Il n’est pas nécessaire que l’obligation de loyauté soit mentionnée dans le contrat de travail car elle est d’ordre public et s’applique donc systématiquement à tout contrat conclu entre l’employeur et le salarié.
L’employeur est tenu d’exécuter le contrat de travail de bonne foi.
L’employeur doit respecter les dispositions du contrat de travail et, en particulier, fournir au salarié le travail prévu et les moyens nécessaires à son exécution, et lui payer le salaire convenu. Il doit faire bénéficier le salarié des conventions collectives, accords collectifs et usages applicables dans l’établissement et, d’une manière générale, observer la réglementation en vigueur.
La bonne foi contractuelle étant présumée, il incombe au salarié de démontrer que le contrat de travail a été mise en 'uvre dans des conditions exclusives de la bonne foi.
En l’espèce, il ressort du contrat de travail de Madame [T] [Q] que celle-ci a été embauchée le 11 décembre 1989 par la société [2] comme dactylo. Suite à la transmission universelle du patrimoine de la société [3] à la SAS [1], cette dernière a établi le 24 octobre 2018 un avenant au contrat de travail de Madame [T] [Q] que la salariée a signé le 20 novembre 2018. Si cet avenant, applicable le 1er janvier 2019, ne précise pas le poste de travail de la salariée, il n’est cependant pas contesté par la SAS [1] que Madame [T] [Q] occupait un poste de comptable jusqu’à son licenciement le 14 décembre 2020, ce qui ressort d’ailleurs notamment des bulletins de salaire produits ainsi que de l’attestation pôle emploi et du certificat de travail établis par l’employeur le 19 décembre 2020.
Madame [T] [Q] produit des échanges de mails entre Monsieur [B] [D], directeur financier de la société [3], et Monsieur [V] [E], chargé des services comptables au sein de la SAS [1], datés du 12 décembre 2018 au 1er février 2019, aux termes desquels Monsieur [B] [D] informe la SAS [1] que les salariés de son équipe s’interrogent en termes de changements de poste liés à la fusion. Il ressort de ces mails que le 12 décembre 2018, Monsieur [V] [E] répond à Monsieur [B] [D] « je pense que nous devrions trouver de la matière pour occuper tes 3 collaborateurs en faisant un point détaillé en ta présence et il me semble utile de le faire avant l’intervention éventuelle de la DRH ». Monsieur [B] [D] a ensuite, le 18 janvier 2019, relancé Monsieur [V] [E] pour solliciter un déplacement de ce dernier à [Localité 1].
Madame [T] [Q] produit un courrier en date du 9 avril 2019 aux termes duquel elle informe le directeur des ressources humaines de la SAS [1] de difficultés qu’elle rencontre concernant l’exécution de son contrat de travail, exposant qu’elle ne reçoit quasiment plus de missions et demandant à la société de prendre toutes les mesures utiles pour que son contrat de travail puisse être respecté.

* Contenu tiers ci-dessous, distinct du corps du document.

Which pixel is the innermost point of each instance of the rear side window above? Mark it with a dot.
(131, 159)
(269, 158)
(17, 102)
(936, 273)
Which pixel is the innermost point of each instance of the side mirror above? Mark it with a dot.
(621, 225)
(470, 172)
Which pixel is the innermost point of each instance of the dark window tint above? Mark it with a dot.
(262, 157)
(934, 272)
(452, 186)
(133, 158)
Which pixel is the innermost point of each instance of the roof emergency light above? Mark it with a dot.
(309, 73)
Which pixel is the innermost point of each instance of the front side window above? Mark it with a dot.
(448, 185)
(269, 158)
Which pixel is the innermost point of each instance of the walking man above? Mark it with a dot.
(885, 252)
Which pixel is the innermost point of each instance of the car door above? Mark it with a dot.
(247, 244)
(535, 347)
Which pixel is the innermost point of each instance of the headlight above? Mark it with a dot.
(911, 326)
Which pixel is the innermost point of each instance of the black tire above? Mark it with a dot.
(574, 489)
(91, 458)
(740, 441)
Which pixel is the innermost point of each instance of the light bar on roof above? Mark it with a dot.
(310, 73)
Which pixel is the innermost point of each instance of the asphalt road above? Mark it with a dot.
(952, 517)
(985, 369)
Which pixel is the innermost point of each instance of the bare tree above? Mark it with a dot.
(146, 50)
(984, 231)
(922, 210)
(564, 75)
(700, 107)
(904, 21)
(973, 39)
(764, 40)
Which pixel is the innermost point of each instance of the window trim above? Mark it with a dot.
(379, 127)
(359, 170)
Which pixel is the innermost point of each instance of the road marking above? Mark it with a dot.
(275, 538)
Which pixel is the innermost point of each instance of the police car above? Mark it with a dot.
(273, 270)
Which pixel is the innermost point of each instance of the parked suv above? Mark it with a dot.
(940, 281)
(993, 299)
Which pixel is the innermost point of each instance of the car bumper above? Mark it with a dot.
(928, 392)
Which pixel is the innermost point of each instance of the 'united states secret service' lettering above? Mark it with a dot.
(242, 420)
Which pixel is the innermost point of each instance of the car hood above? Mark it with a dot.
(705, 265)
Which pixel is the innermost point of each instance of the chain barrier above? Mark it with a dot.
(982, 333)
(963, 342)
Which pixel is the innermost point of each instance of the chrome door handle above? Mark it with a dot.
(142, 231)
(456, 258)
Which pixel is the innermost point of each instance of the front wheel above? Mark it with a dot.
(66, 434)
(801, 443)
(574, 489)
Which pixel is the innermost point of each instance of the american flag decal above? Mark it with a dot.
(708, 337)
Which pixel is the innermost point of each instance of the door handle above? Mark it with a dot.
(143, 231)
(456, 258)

La salariée verse également au débat un article de presse en date du 25 juin 2025 relatif à des inquiétudes des salariés quant à une restructuration prévue en 2026, de sorte que cette pièce n’éclaire en rien le litige concernant Madame [T] [Q] dans la période du 1er janvier 2019 au 14 décembre 2020.
Il est également produit la réponse faite à la salariée par courrier en date du 23 avril 2019 par Monsieur [X] [C], directeur administratif et financier de la SAS [1]. Selon cette correspondance, la SAS [1] indique à Madame [T] [Q] que Monsieur [W] [A], responsable des ressources humaines en charge de l’intégration de la société [3], l’a rencontré le 13 février 2019 sur le site d'[Localité 1]. Elle mentionne que Monsieur [V] [E] a également rencontré la salariée le 14 février 2019 et qu’il lui a indiqué que son manager direct serait Monsieur [S] [F], en charge de la gestion des comptes clients, lequel était présent les 14 et 15 mars 2019 sur le site d'[Localité 1] mais n’a pas pu rencontrer Madame [T] [Q] car elle était alors absente (pour mémoire, la salariée a fait valoir qu’elle était en arrêt maladie du 12 au 15 mars 2019 et du 21 au 25 mars 2019). Il est fait état d’un rendez-vous téléphonique entre Monsieur [S] [F] et Madame [T] [Q] le 28 mars 2019 afin de partager le contexte de l’activité de la salariée et l’évolution de ses missions, puis d’entretiens prévus à Lyon le 9 avril 2019 en marge d’une « soirée de la direction financière ». Il est mentionné que Madame [T] [Q] n’a pas pu se déplacer à Lyon à cette date. Aux termes de ce courrier, la SAS [1] propose enfin à la salariée un entretien téléphonique avec son manager pour que celui-ci lui précise à nouveau les tâches et activités associées à l’exécution de sa mission.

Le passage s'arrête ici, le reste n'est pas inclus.